A série, escrita por Carolina Kotscho e dirigida por Maurício Farias e Maria Clara Abreu, mostra Hebe como uma mulher forte, que conquistou seu espaço com muito trabalho. Ela esteve à frente do seu tempo, seja no início da carreira, cantando no rádio, ou, mais tarde, com o microfone em punho no seu programa de televisão. Para Andrea, a produção retrata o quanto a apresentadora era uma figura pública interessante, apesar de controversa em alguns aspectos. 

“Sou de 1963, então, vi os programas de TV da Hebe, mas não conhecia nada da vida dela. Fui conhecer pelo roteiro e pesquisa da Carolina. Eu me apaixonei radicalmente por ela, pela coragem de ser quem era, com todas as dificuldades, inseguranças. Falando besteira muitas vezes, mas também não tendo vergonha de errar”, comenta. 

Nos episódios, Andrea faz Hebe na fase adulta, entre 1965 e 2012. Segundo a atriz, o momento mais marcante do período de gravação do projeto foi quando se viu mais velha na pele da apresentadora. Ela conta que ficou bastante emocionada ao se ver careca, com muitas rugas e andando com dificuldade.

A intérprete ainda imagina como seria um encontro com a comunicadora nos dias de hoje, se ela ainda estivesse viva. 

“Quando estive com a Hebe fiquei quase sem fala. Na época em que fui ao programa dela era muito jovem. Mas, se pudesse encontrá-la, eu acho que daria um abraço apertado e um beijo na boca. Também pediria para ela fazer campanha pela democracia. Diria: 'Hebe, ele não (risos)'”, revela. 

Coincidências especiais

O envolvimento de Andrea com a personagem tanto para a série Hebe quanto para o filme sobre a apresentadora foi profundo. De acordo com a atriz, ela acredita que recebeu alguns sinais "sobrenaturais” quando estava para começar as gravações. O primeiro deles foi durante a prova de figurino, em que experimentou mais de 100 peças emprestadas do próprio guarda-roupa de Hebe. 
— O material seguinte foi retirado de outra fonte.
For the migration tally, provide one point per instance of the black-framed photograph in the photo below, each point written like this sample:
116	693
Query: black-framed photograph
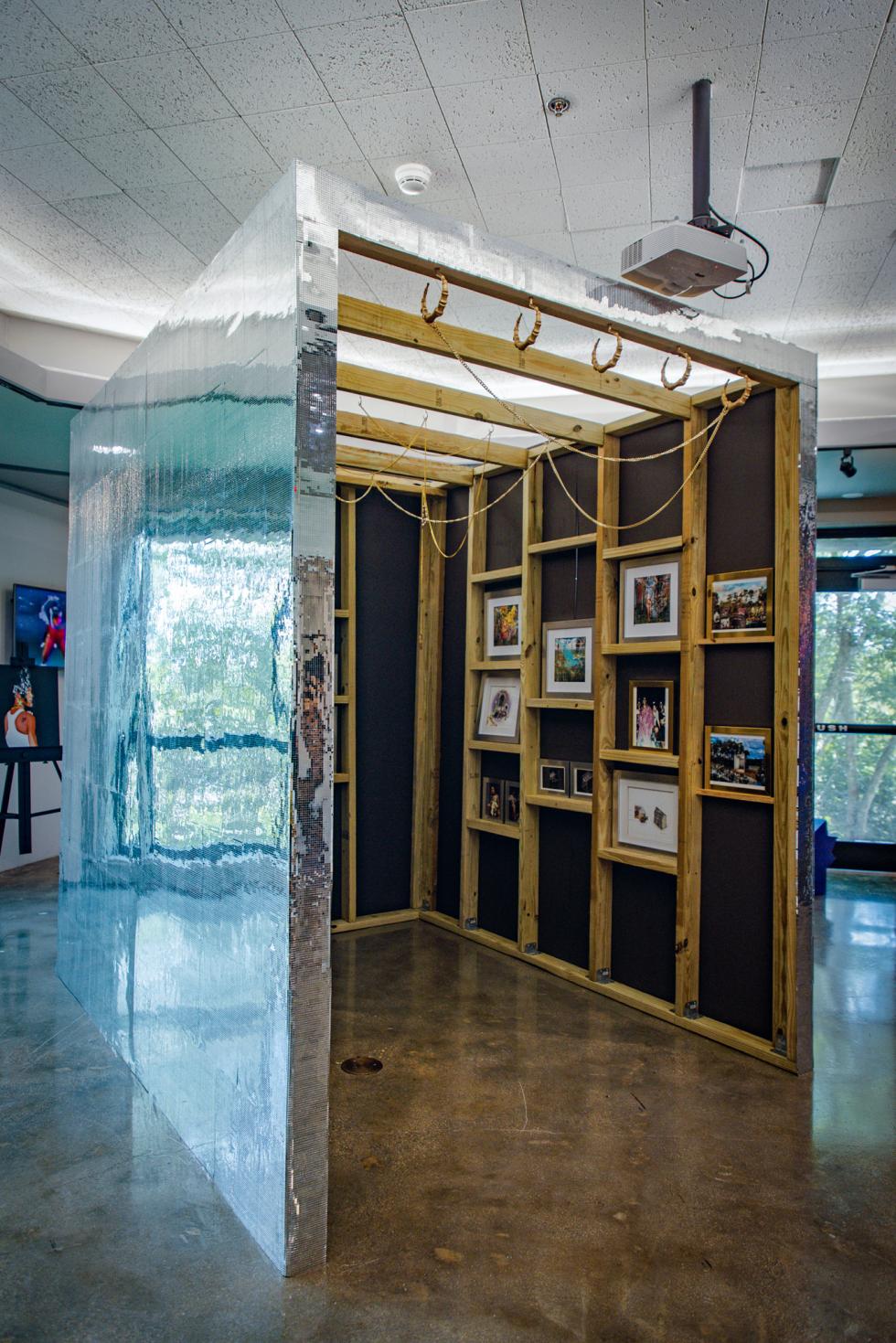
554	778
738	761
649	598
493	801
650	708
“A última roupa era uma capa prateada que a gente usou no filme. Quando botei a mão no bolso, senti um negócio duro e puxei para ver o que era. Tinha uma medalha grande de Nossa Senhora fechadinha em um saco plástico. Ela era muito religiosa e eu não. Pensei: 'É um recado que mandou para mim'”, conta Andrea, que fez uma réplica do objeto para guardar de lembrança. 

Já o segundo sinal veio por meio de Claudio Pessutti, sobrinho de Hebe. Prestes a iniciar as filmagens, ela foi jantar com o parente da apresentadora e ganhou como presente de boa sorte um perfume comprado pela comunicadora em vida. Para surpresa da atriz, quando abriu o pacote, encontrou a mesma fragrância que mantinha guardada em sua casa há 20 anos e que havia comprado por sugestão da atriz Bete Coelho, mas não costumava usar por ser forte. 

“Era o Eau du Soir, que a Hebe tinha comprado na última viagem dela a Miami. Eu fiquei até sem graça de contar para o Claudio que já tinha o perfume e fiquei com os dois. Então, antes de gravar, eu esguichava tudo em mim, para ficar bem Hebe”, relembra ela. 

Homenagem Em Hebe

Andrea contracenou com o ator Flávio Migliaccio, que foi encontrado morto no seu sítio em maio deste ano, aos 85 anos, com uma carta de suicídio. O ator interpretou na série o pai da apresentadora, Fêgo Camargo (1888-1971). Além desse trabalho, o artista voltou a ser visto ao lado da atriz na reprise de Tapas e Beijos, exibida às terças-feiras, após Cine Holliúdy, na Globo. Saudosa, ela decidiu homenageá-lo durante a entrevista. 

“Vou dedicar esse trabalho a Flávio Migliaccio, que foi meu parceiro de cena; e meu pai muitas vezes. Tive a felicidade de trabalhar e aprender várias coisas com ele. Sinto uma saudade enorme. Deixou uma vida de trabalho. Foi linda a cena em que ele, interpretando o pai da Hebe, morre e eu canto no ouvido dele”, emociona-se.